7.1 Reshaping by pivoting DataFrame objects
import pandas.util.testing as tm; tm.N = 3
def unpivot(frame):
N, K = frame.shape
data = {'value' : frame.values.ravel('F'),
'variable' : np.asarray(frame.columns).repeat(N),
'date' : np.tile(np.asarray(frame.index), K)}
return pd.DataFrame(data, columns=['date', 'variable', 'value'])

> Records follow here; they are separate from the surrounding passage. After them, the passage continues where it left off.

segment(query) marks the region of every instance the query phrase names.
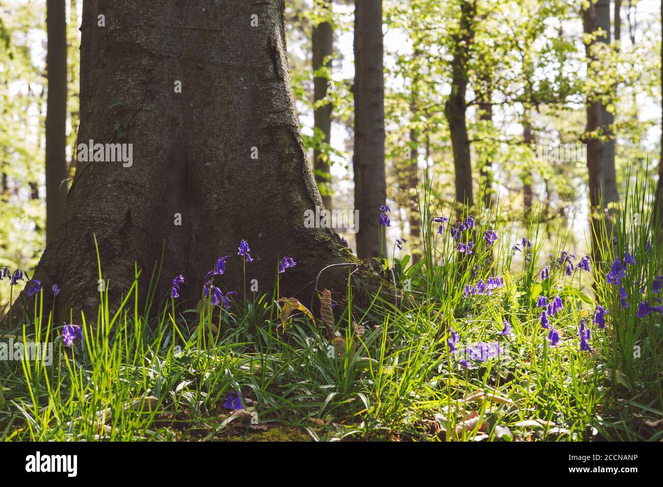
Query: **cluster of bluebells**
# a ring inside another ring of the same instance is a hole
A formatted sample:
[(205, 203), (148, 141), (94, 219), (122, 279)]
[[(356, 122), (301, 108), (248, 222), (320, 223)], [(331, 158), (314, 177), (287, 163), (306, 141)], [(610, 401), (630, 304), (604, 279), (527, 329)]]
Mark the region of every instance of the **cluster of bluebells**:
[(388, 213), (389, 213), (390, 211), (391, 211), (391, 210), (389, 209), (389, 207), (388, 207), (387, 205), (382, 205), (380, 207), (380, 212), (381, 213), (380, 213), (380, 222), (379, 222), (379, 223), (383, 227), (391, 227), (391, 221), (389, 219), (389, 217), (387, 215), (387, 214)]
[[(536, 299), (536, 305), (539, 307), (545, 308), (542, 311), (541, 311), (540, 313), (539, 313), (539, 321), (541, 323), (541, 327), (545, 328), (546, 329), (554, 330), (554, 329), (550, 328), (550, 321), (549, 318), (551, 316), (554, 316), (558, 311), (561, 311), (564, 309), (564, 305), (562, 302), (562, 298), (557, 296), (548, 301), (548, 299), (546, 298), (546, 296), (539, 296)], [(558, 337), (558, 338), (559, 337)], [(552, 340), (550, 343), (551, 344), (552, 343)]]
[(284, 257), (278, 264), (278, 272), (281, 274), (286, 272), (286, 269), (294, 267), (297, 262), (292, 257)]
[(485, 282), (483, 282), (483, 280), (479, 279), (479, 282), (474, 286), (471, 286), (469, 284), (465, 284), (465, 289), (463, 290), (463, 298), (467, 298), (468, 295), (475, 296), (477, 294), (489, 296), (493, 294), (493, 291), (503, 286), (504, 278), (501, 276), (489, 278)]
[(444, 224), (449, 221), (449, 219), (446, 217), (436, 217), (433, 219), (433, 221), (436, 223), (440, 223), (440, 226), (438, 227), (438, 233), (440, 235), (442, 235), (442, 231), (444, 229)]
[(25, 270), (17, 269), (12, 272), (7, 266), (2, 266), (0, 267), (0, 280), (2, 280), (5, 278), (9, 278), (10, 286), (16, 286), (19, 283), (19, 281), (23, 280), (24, 278), (26, 280), (29, 280), (28, 273)]
[(64, 323), (60, 337), (62, 337), (62, 343), (65, 345), (71, 347), (72, 344), (74, 343), (74, 341), (77, 338), (80, 340), (83, 339), (83, 333), (81, 331), (81, 327), (78, 325), (67, 325)]
[(223, 407), (229, 409), (243, 409), (244, 405), (242, 404), (242, 396), (239, 392), (231, 392), (223, 404)]

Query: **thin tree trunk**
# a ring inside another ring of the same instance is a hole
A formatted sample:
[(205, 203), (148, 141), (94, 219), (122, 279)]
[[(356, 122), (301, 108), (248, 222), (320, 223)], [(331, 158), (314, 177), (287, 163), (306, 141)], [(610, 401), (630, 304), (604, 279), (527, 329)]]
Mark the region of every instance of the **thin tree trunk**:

df = unpivot(tm.makeTimeDataFrame())
Data is often stored in CSV files or databases in so-called “stacked” or “record” format:
In [1]: df
Out[1]:
date variable value
0 2000-01-03 A 0.469112
1 2000-01-04 A -0.282863
2 2000-01-05 A -1.509059
3 2000-01-03 B -1.135632
.. ... ... ...
8 2000-01-05 C -0.861849
9 2000-01-03 D -2.104569
10 2000-01-04 D -0.494929
11 2000-01-05 D 1.071804
[12 rows x 3 columns]
To select out everything for variable A we could do:
In [2]: df[df['variable'] == 'A']
Out[2]:
date variable value
0 2000-01-03 A 0.469112
1 2000-01-04 A -0.282863
2 2000-01-05 A -1.509059
But suppose we wish to do time series operations with the variables. A better
representation would be where the columns are the unique variables and an
index of dates identifies individual observations. To reshape the data into
this form, use the pivot function:
In [3]: df
Out[3]:
date variable value
0 2000-01-03 A 0.469112
1 2000-01-04 A -0.282863
2 2000-01-05 A -1.509059
3 2000-01-03 B -1.135632
.. ... ... ...
8 2000-01-05 C -0.861849
9 2000-01-03 D -2.104569
10 2000-01-04 D -0.494929
11 2000-01-05 D 1.071804
[12 rows x 3 columns]
In [4]: df.pivot(index='date', columns='variable', values='value')
Out[4]:
variable A B C D
date
2000-01-03 0.469112 -1.135632 0.119209 -2.104569
2000-01-04 -0.282863 1.212112 -1.044236 -0.494929
2000-01-05 -1.509059 -0.173215 -0.861849 1.071804
If the values argument is omitted, and the input DataFrame has more than
one column of values which are not used as column or index inputs to pivot,
then the resulting “pivoted” DataFrame will have hierarchical columns whose topmost level indicates the respective value
column:
In [5]: df['value2'] = df['value'] * 2
In [6]: df
Out[6]:
date variable value value2
0 2000-01-03 A 0.469112 0.938225
1 2000-01-04 A -0.282863 -0.565727
2 2000-01-05 A -1.509059 -3.018117
3 2000-01-03 B -1.135632 -2.271265
.. ... ... ... ...
8 2000-01-05 C -0.861849 -1.723698
9 2000-01-03 D -2.104569 -4.209138
10 2000-01-04 D -0.494929 -0.989859
11 2000-01-05 D 1.071804 2.143608
[12 rows x 4 columns]
In [7]: pivoted = df.pivot('date', 'variable')
In [8]: pivoted
Out[8]:
value value2 \
variable A B C D A B
date
2000-01-03 0.469112 -1.135632 0.119209 -2.104569 0.938225 -2.271265
2000-01-04 -0.282863 1.212112 -1.044236 -0.494929 -0.565727 2.424224
2000-01-05 -1.509059 -0.173215 -0.861849 1.071804 -3.018117 -0.346429
variable C D
date
2000-01-03 0.238417 -4.209138
2000-01-04 -2.088472 -0.989859
2000-01-05 -1.723698 2.143608
You of course can then select subsets from the pivoted DataFrame:
In [9]: pivoted['value2']
Out[9]:
variable A B C D
date
2000-01-03 0.938225 -2.271265 0.238417 -4.209138
2000-01-04 -0.565727 2.424224 -2.088472 -0.989859
2000-01-05 -3.018117 -0.346429 -1.723698 2.143608
Note that this returns a view on the underlying data in the case where the data are homogeneously-typed.